Here goes...
Ok, I've been rambling about this "rockstar" whom I fell for recently. So there I was, at KL Indie Fest'09. He was there to perform with his band. I was there to finish up what I've left with the band I'm currently and still managing.
Since the last text message I received from him, I didn't reply nor received any news from him and that would be approximately 5 days ago, 1st July 2009, 11.19am. That's when I've made up my mind or actually before that to end it all. Well, it's all written in my blog here.
Back to the story; I was sitting with Shinzu playing game on his iPhone when I saw him and gf entered the "artist room". I ignored them. What's the point to actually looked at them when I don't give a shit anymore? Didn't know the bag that was next to me belongs to him. She came over to the bag and I vaguely heard her saying, "Slut". I thought I misheard it. Oh well, I'm already having hearing problems so I ignored it. Thought I was just imagining it. Hmm hmm.
She came up to me, "Zara can I have a word with you?", obviously, I said okay since I have no problem with that. No, there wasn't any catfight. (eww fighting over a guy? waaayyy pass that.)
A: He has something to tell you.
Z: Okay..
F: I'm sorry man..
Z: Okay..
A: Stop messaging in the middle of the night and by the way, that is my number.
Z: Done.
A: Don't be so desperate.
Z: Okay..
He took her hand and they walked away.. I didn't remember being desperate. I remembered that "rockstar" I fell for was the one who actually text message me for the first time and most of the time (and that's when I'll reply or answer his calls. Won't call unless he asked me to). I remembered the day he actually called me and told me the news that he's been wanting to tell me for ages. I remembered how he looked like when he actually told me that he liked me and not forgetting how many calls he rejects while talking to me on the day he had a big fight or a break up (which I never knew and I don't want to know and I remembered asking him was I the cause of it and he said, "NO"). I remembered him thanking me, ' Thank you for still being nice to me..' after we had our last meeting at my place and I ALSO remembered him apologizing, 'Sorry for being a selfish bastard' which it never come across my mind about it. Yes, I did send, 'I miss you' text when I was drunk and that was the one and only time I did that. I remembered meeting him up one night and he had a chance to jump onto me but he didn't. I respect him for that. I remembered how he refrained himself from me and all he did was kiss my forehead before he leaves.

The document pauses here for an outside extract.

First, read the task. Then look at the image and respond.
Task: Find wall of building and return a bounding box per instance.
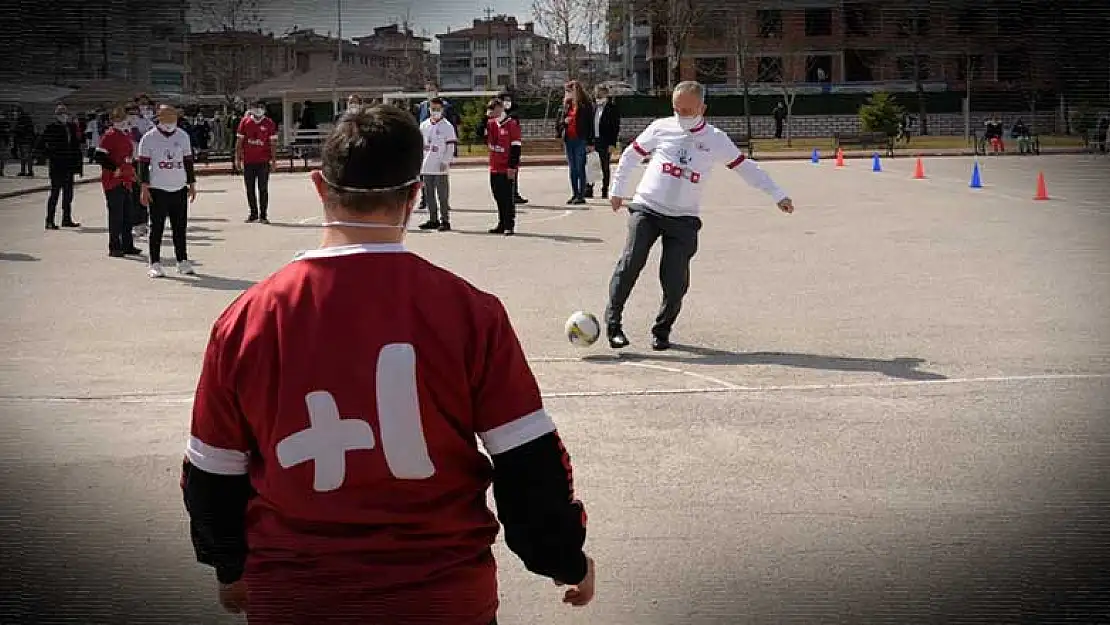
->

We had great conversations about almost everything and that includes his relationship with family, friends, band and girlfriend. I supported him along the way since the day we've met. I never thought it would end up this way. Funny isn't it? Had a great friendship, great "Meaningless conversations" as he said it.
I'm not mad for what has happened, between me and him or the KL Indie Fest incident. Not a single one. I understand what she was trying to tell me but unfortunately it was a little bit too late as I've cut him off earlier. Don't worry Alis, he's all yours. Has always been that way.
Today is his birthday and I promised her that I won't text or call anymore. Which most of the time, he did the calling and texting. Oh well, the damage is done. Remember what ever I've told you oh dear "rockstar".
Happy birthday Hafizul Azim. Have a great year and good luck in your music and future. It was great knowing you.
*sigh* It feels good to let it out from my chest. Finally, my RAHSIA is out.